The horror of repetition, or the terror of change? Developer Kotake Create’s eerie indie game The Exit 8, which premiered on Steam in 2023 and has now been ported into VR, is a time-looping Kafkaesque nightmare about experiencing the same quotidian elements, again and again, until suddenly things are subtly or shockingly different. It’s based in an underground Japanese train station, where one pristinely clean hallway leads into another, identical or nearly identical hallway, the objective being to navigate your way outside via the titular exit.
This isn’t achieved using a map or any kind of navigation per se. The player must decide whether the hallway they’re in is exactly the same as the first one, which serves as a kind of root reality to which all others are compared. Sometimes it is and sometimes it isn’t; if you choose correctly eight times in a row, you’ll win.

Developer: MyDearest Inc., KOTAKE CREATE
Release date: July 11, 2024
Available on: Quest headsets
Experienced on: Meta Quest 3
The journey really is the destination in this short but memorable experience, which has been billed as a “walking simulator” but is more like an embodied version of spot the difference puzzles—those pictures many of us observed as children, that seem the same at first blush but contain numerous small differences.
Shortly after beginning, you’ll walk past a sign on a wall containing the game’s only instructions: “Make sure not to overlook any anomalies. If you find any anomalies, turn back immediately. If you don’t find any anomalies, keep going.” I hadn’t played The Exit 8 before it arrived on Meta Quest headsets, but it seemed obvious that VR was the best home for it.

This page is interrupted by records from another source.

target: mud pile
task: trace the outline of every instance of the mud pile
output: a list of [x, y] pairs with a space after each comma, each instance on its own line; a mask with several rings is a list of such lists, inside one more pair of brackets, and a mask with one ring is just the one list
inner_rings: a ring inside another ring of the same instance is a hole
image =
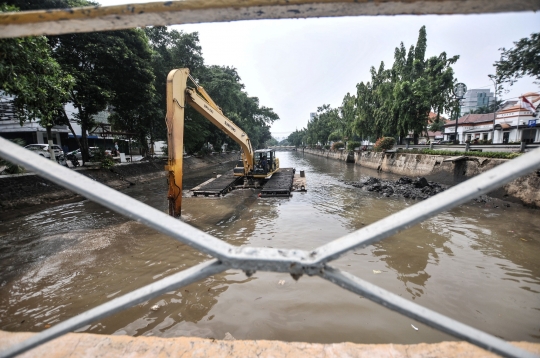
[[364, 177], [356, 182], [344, 183], [365, 191], [381, 193], [385, 197], [400, 196], [417, 200], [427, 199], [449, 188], [447, 185], [428, 181], [424, 177], [416, 179], [401, 177], [396, 181]]

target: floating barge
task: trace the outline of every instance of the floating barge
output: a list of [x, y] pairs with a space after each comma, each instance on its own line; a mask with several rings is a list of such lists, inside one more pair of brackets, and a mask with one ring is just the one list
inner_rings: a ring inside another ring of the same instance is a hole
[[261, 190], [261, 197], [291, 196], [293, 178], [293, 168], [280, 168], [279, 171], [274, 173], [274, 175], [272, 175], [272, 177], [264, 184]]
[[230, 192], [243, 180], [242, 177], [235, 177], [233, 171], [205, 181], [199, 186], [191, 189], [193, 196], [222, 196]]
[[[234, 176], [233, 171], [227, 172], [217, 178], [212, 178], [191, 189], [193, 196], [214, 196], [219, 197], [227, 194], [236, 188], [253, 188], [244, 186], [242, 177]], [[255, 188], [261, 188], [259, 196], [268, 197], [289, 197], [292, 191], [307, 191], [306, 177], [304, 171], [296, 173], [294, 168], [280, 168], [269, 179], [264, 180]]]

For obvious reasons: embodying and immersing us in this environment, amplifying our sense of being stranded somewhere outside time, and enabling us to feel uncomfortably close to simple but crucial elements such as signs, doors and one man in a suit you’ll be seeing a great deal of.
It doesn’t take long to grasp that what the sign calls “anomalies” is another way of saying “differences.” Displaying the instructions in such a way is a good example of gameplay information presented diegetically, without breaking the internal reality of the experience.

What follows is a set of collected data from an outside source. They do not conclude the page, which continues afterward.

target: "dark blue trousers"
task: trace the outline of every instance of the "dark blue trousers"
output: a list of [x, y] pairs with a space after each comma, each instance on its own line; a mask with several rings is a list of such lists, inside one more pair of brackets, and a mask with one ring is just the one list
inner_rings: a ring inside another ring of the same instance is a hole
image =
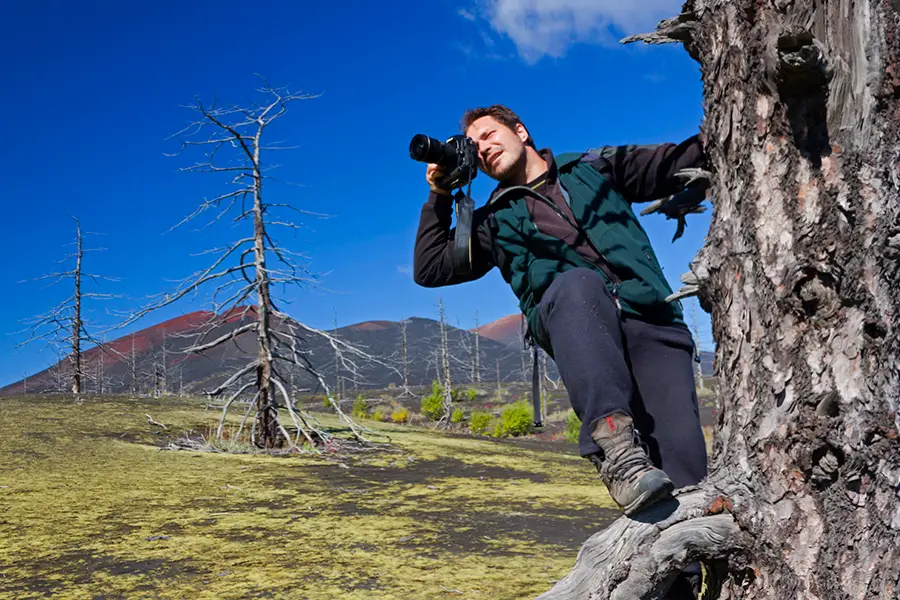
[[596, 422], [624, 412], [676, 488], [699, 483], [707, 456], [690, 331], [623, 315], [600, 273], [583, 268], [558, 275], [539, 311], [535, 338], [553, 356], [581, 419], [581, 455], [599, 451], [591, 439]]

The intentional ambiguity of these instructions enhances the mystery by fuelling a feeling that we may be looking in the wrong places, or investigating the irrelevant. We may wonder: do anomalies include those that can be heard but not seen? The sound design had me listening for variations in footsteps, echoes and the soft noise of dripping water; as it turned out, this was unnecessary as no anomalies, to the best of my knowledge, are purely sound-based.
There were times when I examined advertisements on the hallway’s left wall very closely, taking note of the prices of things and business opening hours. Which also turned out to be unnecessary: a small number of anomalies were poster-related but not that granular. When I was busy looking at the fine details, I missed larger and more telling ones. Occasionally they’re as dramatic as that iconic shot from The Shining of a river of blood pouring out of an elevator—in fact this image is repeated, more or less, when a sea of red floods the hallways. There’s at least one other Shining-esque flourish: a vision of two identical men in business suits standing in the middle of the hallway, recalling the iconic twin girls who famously asked to be played with “forever, and ever, and ever…”
The most frustrating aspect of The Exit 8 isn’t re-entering the same spaces, again and again, as if the temporal flow of the universe is glitching; this is a core feature of the experience. It’s not knowing why you got it wrong. On many occasions I thought OK, there’s nothing different about this hallway, no siree, nuh-uh, only for the game to disagree. More than once the thought entered my mind that maybe the game was wrong.
The subway setting is creepy, but the horror is less about where than when. Or perhaps the absence of a when: that breaking down of the flow of time, and the once-immutable laws of cause and effect. This setting has one foot in everyday experience, the realm of the commoners and the commuters, and another outside human experience altogether—a paradoxical combination of ordinary and extraordinary. The current era of VR is awash with short experiences built around a central gimmick, but this is one of the more memorable ones, executed with unsettling simplicity.